As another example of how the expected utility of a slate may be calculated, the expected utility function may be taken across the entire slate at once, instead of calculating the expected utility of each ad in the slate and then summing them. In this case, the cost value used in the expected utility function shown in Equation (1) may be the aggregate cost associated with the screen real estate taken up by the current slate (with or without deference to other values that may inform the cost of each ad, such as, for example, relevance to the user). It will be appreciated that this value can be derived in any of a number of other different ways. Referring again to Equation (1) as an example, revenue of the slate may be determined as the average or total PPC of all the ads in the slate. It will be appreciated that this value can be derived in any of a number of other different ways. Similarly, the unknown variables may be derived. For example, going back to Table 1, the total probability that any ad will be clicked may be a function of the probabilities of each of the individual ads being clicked. Once the aggregate or total values of all the unknown and known variables used by the particular expected utility function have been determined, the expected utility function can then be run on the slate and an expected utility for the slate output.
To mitigate the cost or speed of operation or for other reasons, the system may make assumptions as to how the user may act. For example, the system may assume, based on past action, that if a user clicks on an ad in a slate, the user will not click on another ad in the same slate (e.g., the user will not hit the back button on her browser and click another ad, etc.). In such an instance, the probability that a user will click on any particular ad may become P(particular_ad)*[1-P(ad1)]*[1-P(ad2)]* . . . [1-P(adn)]. As another example, the system may assume that a user will not click on more than two ads an hour, and may adjust accordingly the cost of presenting ads to that user after two ads have been clicked on within any one-hour period (e.g., the system may remove the cost variable from the expected utility function, etc.).
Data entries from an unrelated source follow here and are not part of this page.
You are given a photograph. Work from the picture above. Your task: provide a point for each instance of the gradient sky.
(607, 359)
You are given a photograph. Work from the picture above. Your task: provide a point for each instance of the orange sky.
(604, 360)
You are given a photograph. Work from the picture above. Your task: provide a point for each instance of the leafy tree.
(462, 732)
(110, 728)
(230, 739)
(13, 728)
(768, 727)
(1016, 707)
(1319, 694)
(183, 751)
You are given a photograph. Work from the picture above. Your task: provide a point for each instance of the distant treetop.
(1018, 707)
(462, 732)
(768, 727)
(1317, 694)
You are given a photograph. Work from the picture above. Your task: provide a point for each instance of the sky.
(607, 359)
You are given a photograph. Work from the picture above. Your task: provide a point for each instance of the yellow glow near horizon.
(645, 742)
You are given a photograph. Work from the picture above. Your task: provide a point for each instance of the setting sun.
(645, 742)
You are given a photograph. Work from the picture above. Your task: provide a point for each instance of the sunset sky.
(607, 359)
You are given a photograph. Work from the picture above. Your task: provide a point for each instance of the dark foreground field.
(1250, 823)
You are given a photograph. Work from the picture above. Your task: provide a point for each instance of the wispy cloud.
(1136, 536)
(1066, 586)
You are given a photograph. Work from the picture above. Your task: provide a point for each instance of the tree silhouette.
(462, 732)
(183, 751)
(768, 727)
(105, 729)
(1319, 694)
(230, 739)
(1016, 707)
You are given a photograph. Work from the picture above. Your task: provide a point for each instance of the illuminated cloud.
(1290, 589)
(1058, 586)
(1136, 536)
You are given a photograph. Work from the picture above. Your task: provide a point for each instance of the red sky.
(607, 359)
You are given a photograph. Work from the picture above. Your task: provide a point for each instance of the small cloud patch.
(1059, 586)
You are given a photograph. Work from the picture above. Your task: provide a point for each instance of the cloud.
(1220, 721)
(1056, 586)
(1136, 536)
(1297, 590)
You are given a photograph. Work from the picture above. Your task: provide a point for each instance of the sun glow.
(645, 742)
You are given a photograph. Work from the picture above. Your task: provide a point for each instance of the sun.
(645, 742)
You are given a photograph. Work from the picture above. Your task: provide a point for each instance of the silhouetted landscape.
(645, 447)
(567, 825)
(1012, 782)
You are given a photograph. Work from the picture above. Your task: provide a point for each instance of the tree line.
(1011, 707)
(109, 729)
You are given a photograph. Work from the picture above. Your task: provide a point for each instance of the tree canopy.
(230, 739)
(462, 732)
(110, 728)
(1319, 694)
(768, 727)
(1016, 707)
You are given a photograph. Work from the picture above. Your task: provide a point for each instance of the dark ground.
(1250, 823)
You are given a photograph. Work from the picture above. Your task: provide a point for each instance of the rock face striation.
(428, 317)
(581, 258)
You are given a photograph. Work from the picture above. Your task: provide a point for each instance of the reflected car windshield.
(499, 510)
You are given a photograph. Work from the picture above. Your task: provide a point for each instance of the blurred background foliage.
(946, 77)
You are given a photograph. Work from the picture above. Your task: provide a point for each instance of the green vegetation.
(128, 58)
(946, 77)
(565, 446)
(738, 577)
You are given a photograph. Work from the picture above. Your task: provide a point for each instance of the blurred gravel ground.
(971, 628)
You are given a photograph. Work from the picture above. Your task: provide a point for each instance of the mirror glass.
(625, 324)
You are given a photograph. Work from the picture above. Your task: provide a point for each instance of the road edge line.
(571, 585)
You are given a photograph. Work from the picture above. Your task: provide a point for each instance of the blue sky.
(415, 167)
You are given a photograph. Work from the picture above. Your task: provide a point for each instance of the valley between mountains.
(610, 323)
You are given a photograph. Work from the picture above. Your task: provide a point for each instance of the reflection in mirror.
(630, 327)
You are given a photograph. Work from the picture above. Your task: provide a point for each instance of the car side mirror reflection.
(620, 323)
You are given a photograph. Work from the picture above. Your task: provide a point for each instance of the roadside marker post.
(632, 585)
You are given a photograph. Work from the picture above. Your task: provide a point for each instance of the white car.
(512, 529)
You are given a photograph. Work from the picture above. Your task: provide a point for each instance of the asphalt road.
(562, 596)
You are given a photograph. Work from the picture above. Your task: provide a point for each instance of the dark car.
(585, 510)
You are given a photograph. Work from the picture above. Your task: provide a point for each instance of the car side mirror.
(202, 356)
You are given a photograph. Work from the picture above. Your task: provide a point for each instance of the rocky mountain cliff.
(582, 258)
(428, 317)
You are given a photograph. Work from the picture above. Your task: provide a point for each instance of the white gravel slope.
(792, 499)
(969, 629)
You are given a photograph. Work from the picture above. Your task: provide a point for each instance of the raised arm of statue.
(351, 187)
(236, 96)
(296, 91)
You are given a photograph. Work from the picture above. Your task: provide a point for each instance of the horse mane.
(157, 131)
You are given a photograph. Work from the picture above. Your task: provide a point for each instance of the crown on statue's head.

No matter the decision as to how the expected utility of each slate is to be calculated, block 335 presents the slate with the highest expected utility after all of the generated slates have been processed.
The sequence and numbering of blocks depicted in
Several features and aspects of the present invention have been illustrated and described in detail with reference to particular embodiments by way of example only, and not by way of limitation. Those of skill in the art will appreciate that alternative implementations and various modifications to the disclosed embodiments are within the scope and contemplation of the present disclosure. Therefore, it is intended that the invention be considered as limited only by the scope of the appended claims.